Son café avalé, le ministre fend la petite foule de son « fan club » pour s’engouffrer dans sa voiture. Direction Bouaké, sa ville natale, à une heure de route de Yamoussoukro plus au Nord. Aux élections locales prévues à la fin de l’année, le ministre brigue sa mairie – où son père, entrepreneur dans le bâtiment, fut conseiller municipal. Chaque week-end ou presque, il retrouve sa villa placée sous bonne garde, dont les murs témoignent de sa passion pour la peinture africaine, et où il tient souvent des réunions de travail avec des acteurs et élus locaux.

L’ancien bastion de la rébellion des Forces nouvelles (FN) entre 2002 et 2011 a été laminé par la crise puis durement frappé par des mouvements sociaux et une série de mutineries. Amadou Koné dit avoir entendu la colère et le désespoir des habitants. En 2021, il s’y fait élire député et s’impose comme l’homme fort du Centre et la principale courroie de transmission avec le pouvoir à Abidjan.

La période rebelle
La rébellion, le ministre l’a connue de l’intérieur, en tant que directeur de cabinet de Guillaume Soro, ancien chef des FN, qui fut longtemps son « ami », son « frère ». Entre les deux hommes, le contact est rompu depuis bien longtemps. Leur dernière conversation, après une longue période sans se parler, remonte à août 2020. Soro l’appellera pour lui présenter ses condoléances au moment de la disparition de son autre cousin, Amadou Gon Coulibaly, ancien Premier ministre et dauphin désigné d’Alassane Ouattara. Le décès de ce pilier de la famille est un véritable choc : « J’avais beaucoup d’affection pour lui et il me le rendait bien. J’ai appris auprès de lui le sens de la loyauté et de la reconnaissance sans fin. »

C’EST UN HOMME SECRET, QUI PARLE PEU, COMME L’ÉTAIT GON

Un mois après la tentative de coup d’État manqué de septembre 2002, les deux cousins assistent ensemble aux funérailles d’une tante, à Abidjan. Le corps vient d’être mis en terre, les membres de la famille se dispersent mais quelques jeunes hommes restent près de la tombe. Des individus armés fondent sur eux, les mettent à genoux et les abattent froidement d’une balle dans la tête. Deux ont la vie sauve. Ils sont chargés de délivrer un message au reste de la famille, dont l’engagement au Rassemblement des démocrates (RDR), principal parti d’opposition, lui vaut d’être traquée et menacée. Depuis plusieurs années, Amadou Koné œuvre dans l’ombre pour le parti de Ouattara. Il met sa formation d’ingénieur géographe au service d’une meilleure structuration de la formation politique grâce à la récolte, à l’organisation et à l’analyse de données.

Un homme « secret »
« Cet événement nous a tous marqués. Après, nous sommes tous sortis du pays. Amadou est resté pour rejoindre Bouaké. C’était pour lui aussi une forme d’exil », raconte Amadou Coulibaly. À l’époque, il se souvient avoir appris l’entrée de son cousin dans la rébellion à la Une du quotidien ivoirien L’Inter : « Nous ne savions rien. C’est un homme secret, qui parle peu, comme l’était Gon. »

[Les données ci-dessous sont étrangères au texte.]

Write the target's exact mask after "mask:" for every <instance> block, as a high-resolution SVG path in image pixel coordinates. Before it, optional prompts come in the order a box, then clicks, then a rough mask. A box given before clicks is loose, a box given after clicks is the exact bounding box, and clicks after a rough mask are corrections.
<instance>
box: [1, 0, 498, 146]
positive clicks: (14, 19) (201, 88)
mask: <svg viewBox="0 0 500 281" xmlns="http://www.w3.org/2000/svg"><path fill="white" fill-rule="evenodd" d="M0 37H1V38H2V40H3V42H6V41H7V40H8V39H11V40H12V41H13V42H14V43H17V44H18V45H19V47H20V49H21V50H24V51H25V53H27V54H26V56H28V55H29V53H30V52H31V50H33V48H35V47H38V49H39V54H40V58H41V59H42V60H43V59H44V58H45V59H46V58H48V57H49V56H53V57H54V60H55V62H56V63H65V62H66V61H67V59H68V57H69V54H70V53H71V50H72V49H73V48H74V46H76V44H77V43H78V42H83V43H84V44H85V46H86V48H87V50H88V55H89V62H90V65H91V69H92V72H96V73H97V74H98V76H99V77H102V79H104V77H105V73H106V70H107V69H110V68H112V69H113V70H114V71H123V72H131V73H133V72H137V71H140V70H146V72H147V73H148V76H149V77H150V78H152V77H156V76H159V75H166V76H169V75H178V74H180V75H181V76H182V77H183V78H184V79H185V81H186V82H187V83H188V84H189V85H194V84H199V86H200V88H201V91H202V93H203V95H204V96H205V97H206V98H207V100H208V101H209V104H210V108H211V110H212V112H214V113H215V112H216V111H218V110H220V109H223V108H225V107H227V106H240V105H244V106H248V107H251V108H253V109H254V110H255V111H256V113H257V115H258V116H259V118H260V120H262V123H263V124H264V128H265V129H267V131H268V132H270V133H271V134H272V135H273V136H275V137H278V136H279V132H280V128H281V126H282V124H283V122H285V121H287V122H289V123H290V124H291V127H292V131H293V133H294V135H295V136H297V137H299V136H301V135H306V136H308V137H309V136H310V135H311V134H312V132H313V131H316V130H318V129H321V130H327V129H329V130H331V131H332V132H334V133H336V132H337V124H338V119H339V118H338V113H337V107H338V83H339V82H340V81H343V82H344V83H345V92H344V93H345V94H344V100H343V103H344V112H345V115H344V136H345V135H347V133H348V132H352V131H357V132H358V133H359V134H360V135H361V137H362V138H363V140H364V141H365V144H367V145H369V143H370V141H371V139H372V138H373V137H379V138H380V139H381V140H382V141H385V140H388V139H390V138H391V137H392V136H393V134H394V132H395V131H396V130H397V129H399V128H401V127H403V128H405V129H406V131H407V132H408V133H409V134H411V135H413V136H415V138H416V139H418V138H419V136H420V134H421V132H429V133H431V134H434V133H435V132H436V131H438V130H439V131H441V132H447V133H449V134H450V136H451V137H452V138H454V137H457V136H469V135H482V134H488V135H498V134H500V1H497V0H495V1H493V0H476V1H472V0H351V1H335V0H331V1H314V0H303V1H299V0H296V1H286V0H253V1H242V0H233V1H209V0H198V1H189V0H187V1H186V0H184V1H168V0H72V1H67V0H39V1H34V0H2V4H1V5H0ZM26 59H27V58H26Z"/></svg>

J’AI RAPIDEMENT ÉTÉ JUGÉ TROP PROCHE D’ALASSANE OUATTARA

Un ancien haut cadre de la rébellion décrit « un intellectuel rigoureux et posé » qui dénotait au milieu « des comzones soudards », dont le rôle était plus administratif que celui de « pivot politique » qu’on lui a longtemps prêté. « Soro a très vite eu des ambitions politiques, il a vu d’un très mauvais œil la proximité de Koné avec le RDR de Ouattara », affirme cette source. « C’était un environnement qui ne me convenait pas et j’ai rapidement été jugé trop proche d’Alassane Ouattara », confirme Amadou Koné.

Il décrit cependant une « expérience intéressante ». « J’ai pris soin de tout le monde pendant cette période. Mes portes étaient ouvertes à tous. J’ai protégé les autochtones baoulés et fait en sorte que les activités, les écoles notamment, reprennent pendant deux ans et demi. » Les habitants de Bouaké sauront-ils s’en souvenir lorsqu’ils éliront leur maire, à la fin de l’année ? En cas de victoire, Amadou Koné suivrait les traces de son mentor Adama Toungara, ancien ministre des Mines, qui fut maire de la commune d’Abobo pendant plus de quinze ans.